Le nouveau dossier de l’USS sur l’évolution des bonus confirme l’accroissement dramatique des inégalités salariales
Les fortunés adversaires de l’initiative populaire 1:12 veulent faire avaler à la population que les écarts salariaux ne se sont pas creusés en Suisse. Que les partis et organisations qui mènent ce combat le fassent est une chose. Mais c’en est une autre lorsque ce sont des médias qui, comme la télévision suisse alémanique qui a une fonction de service public, diffusent cette propagande. C’est surtout le cas de l’émission économique « Eco », qui a fait passer une message trompeur basé sur des statistiques inutilisables dans ce contexte (Enquête sur le budget des ménages).
L’Union syndicale suisse présente aujourd’hui une étude d’actualité réalisée à partir de l’Enquête suisse sur la structure des salaires de l’Office fédéral de la statistique, une enquête qui recense les hauts et très hauts salaires, au lieu de les ignorer comme le fait l’Enquête sur le budget des ménages. L’étude de l’USS confirme de manière impressionnante que les hauts et très hauts salaires ont beaucoup plus augmenté depuis les années 1990 que les bas et les moyens. Les bonus ont été un puissant moteur des excès salariaux commis par les hauts et très hauts revenus. Selon l’étude, ils sont passés de 2 à 10 milliards de francs entre 1996 et 2010 dans l’industrie privée et ils ont profité quasi exclusivement aux classes de salaire élevées. L’analyse montre également que les inégalités sont moindres lorsque les salaires sont négociés. Les bonus ne sont de fait pas négociés, mais distribués par les managers et les employeurs. Or, les cadres et les bénéficiaires des salaires les plus élevés se réservent les parts de gâteau les plus grandes.

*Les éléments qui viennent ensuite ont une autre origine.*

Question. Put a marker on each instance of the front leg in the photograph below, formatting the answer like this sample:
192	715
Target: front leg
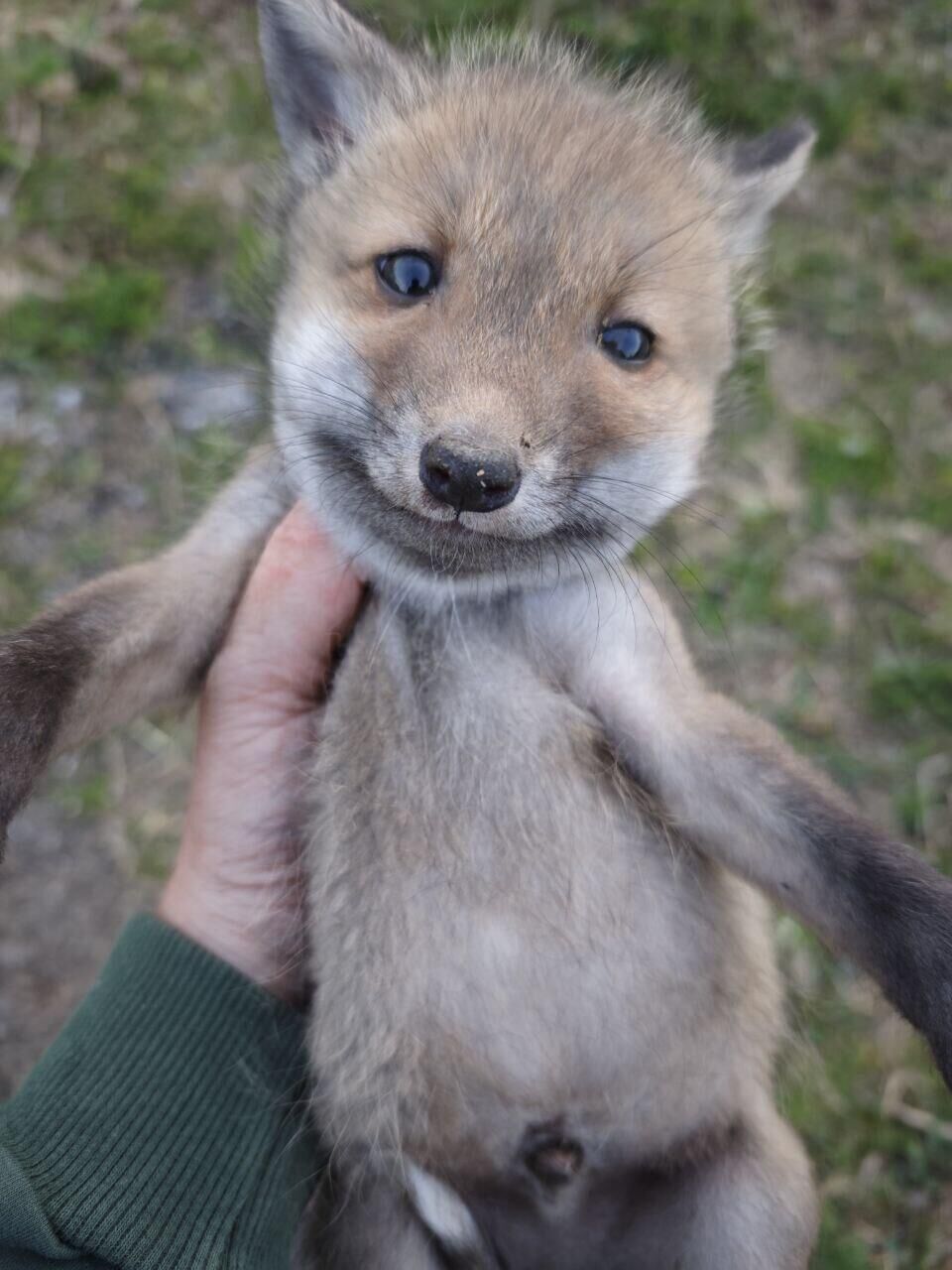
134	640
744	798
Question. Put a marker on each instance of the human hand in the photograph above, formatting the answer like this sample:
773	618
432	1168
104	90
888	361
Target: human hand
236	887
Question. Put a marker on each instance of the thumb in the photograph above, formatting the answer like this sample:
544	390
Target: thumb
299	601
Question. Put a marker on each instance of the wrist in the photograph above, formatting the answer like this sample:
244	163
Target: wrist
231	930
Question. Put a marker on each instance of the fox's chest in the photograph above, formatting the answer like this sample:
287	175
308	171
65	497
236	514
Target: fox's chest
498	912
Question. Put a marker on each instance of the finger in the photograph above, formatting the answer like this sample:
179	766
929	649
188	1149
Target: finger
299	602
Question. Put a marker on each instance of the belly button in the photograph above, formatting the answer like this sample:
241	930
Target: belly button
555	1161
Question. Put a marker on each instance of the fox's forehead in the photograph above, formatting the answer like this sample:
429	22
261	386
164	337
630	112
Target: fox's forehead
531	178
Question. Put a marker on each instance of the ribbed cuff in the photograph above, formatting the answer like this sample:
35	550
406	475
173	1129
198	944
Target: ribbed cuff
167	1127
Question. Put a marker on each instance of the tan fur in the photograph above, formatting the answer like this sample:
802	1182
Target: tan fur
535	830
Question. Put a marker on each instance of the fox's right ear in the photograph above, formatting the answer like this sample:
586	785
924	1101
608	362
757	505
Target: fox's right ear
325	70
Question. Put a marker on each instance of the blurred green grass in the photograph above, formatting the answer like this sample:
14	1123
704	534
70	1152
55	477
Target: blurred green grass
136	151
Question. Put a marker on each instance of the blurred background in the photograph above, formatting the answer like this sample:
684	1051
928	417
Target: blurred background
815	576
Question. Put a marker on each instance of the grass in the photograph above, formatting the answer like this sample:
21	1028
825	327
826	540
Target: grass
139	146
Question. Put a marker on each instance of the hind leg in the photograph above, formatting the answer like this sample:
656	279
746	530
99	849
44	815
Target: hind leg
751	1207
370	1228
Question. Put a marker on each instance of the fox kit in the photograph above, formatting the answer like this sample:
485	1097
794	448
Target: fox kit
546	1006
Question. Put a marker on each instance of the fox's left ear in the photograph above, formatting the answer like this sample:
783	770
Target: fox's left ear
761	173
325	71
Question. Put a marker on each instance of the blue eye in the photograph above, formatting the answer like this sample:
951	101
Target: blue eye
409	275
627	341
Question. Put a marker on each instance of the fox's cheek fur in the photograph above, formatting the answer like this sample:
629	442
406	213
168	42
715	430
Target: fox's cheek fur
359	391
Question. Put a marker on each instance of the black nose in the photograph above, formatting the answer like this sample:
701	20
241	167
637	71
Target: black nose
467	481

Cela fait longtemps que de larges pans de la population ont le sentiment que les échelons supérieurs de la hiérarchie ont incroyablement profité pendant les 10 à 15 dernières années, alors que leurs revenus à eux ont fait du surplace. L’étude de l’USS prouve que ce sentiment est justifié, car il reflète la réalité. Les bonus ont favorisé la mentalité de self-service qui sévit dans les classes de salaire supérieures et ils ont accentué les inégalités de revenu. Nous savons désormais que les excès commis à ce chapitre ont aussi été extrêmement dommageables à notre économie, car ils ont poussé les managers à prendre des risques irresponsables pour les maximiser, des risques qui ont finalement nui à tout le monde (pas seulement, mais surtout, avec les banques). Bâtir une politique salariale sur des bonus, c’est créer des incitations déplacées.
Ici, le mauvais message est que les hausses énormes de revenus, notamment d’abord induites pas les bonus versés aux classes de salaire supérieures, sont une réalité, le bon message étant que cette aberration peut être corrigée, que nous pouvons agir contre cela.
Conçue sur le long terme, la principale et première de toutes les autres mesures est le renforcement des conventions collectives de travail au moyen de salaires minimums. En effet, lorsque les salaires sont négociés collectivement, les inégalités salariales sont nettement moins importantes que si ce n’est pas le cas. En Suisse, nous nous trouvons actuellement à une nouvelle croisée de chemins décisive : maintenant qu’au Palais fédéral, on a raté l’occasion, pour des raisons idéologiques, de renforcer le partenariat social qu’offrait le débat au sujet de l’initiative sur les salaires minimums, des étapes cruciales nous attendent concernant les négociations sur les mesures d’accompagnement aux accords bilatéraux conclus avec l’Union européenne.
Plafonner les salaires et instaurer un rapport entre les plus élevés et les plus bas d’une entreprise, ainsi que le demande l’initiative populaire 1:12, permettrait de lutter contre les excès les plus grands. Avec une telle contribution à la politique salariale, la Suisse ferait littéralement fureur aussi au plan international.
La politique fiscale offre également suffisamment d’instruments pour corriger ces réalités. Un impôt sur les bonus en est un parmi d’autres. Toutes ces mesures, grâce auxquelles – selon le principe avéré que l’imposition fiscale doit être fonction de la capacité économique – les hauts revenus devront participer aux charges de la collectivité à travers la progressivité de l’impôt, sont importantes à cet égard.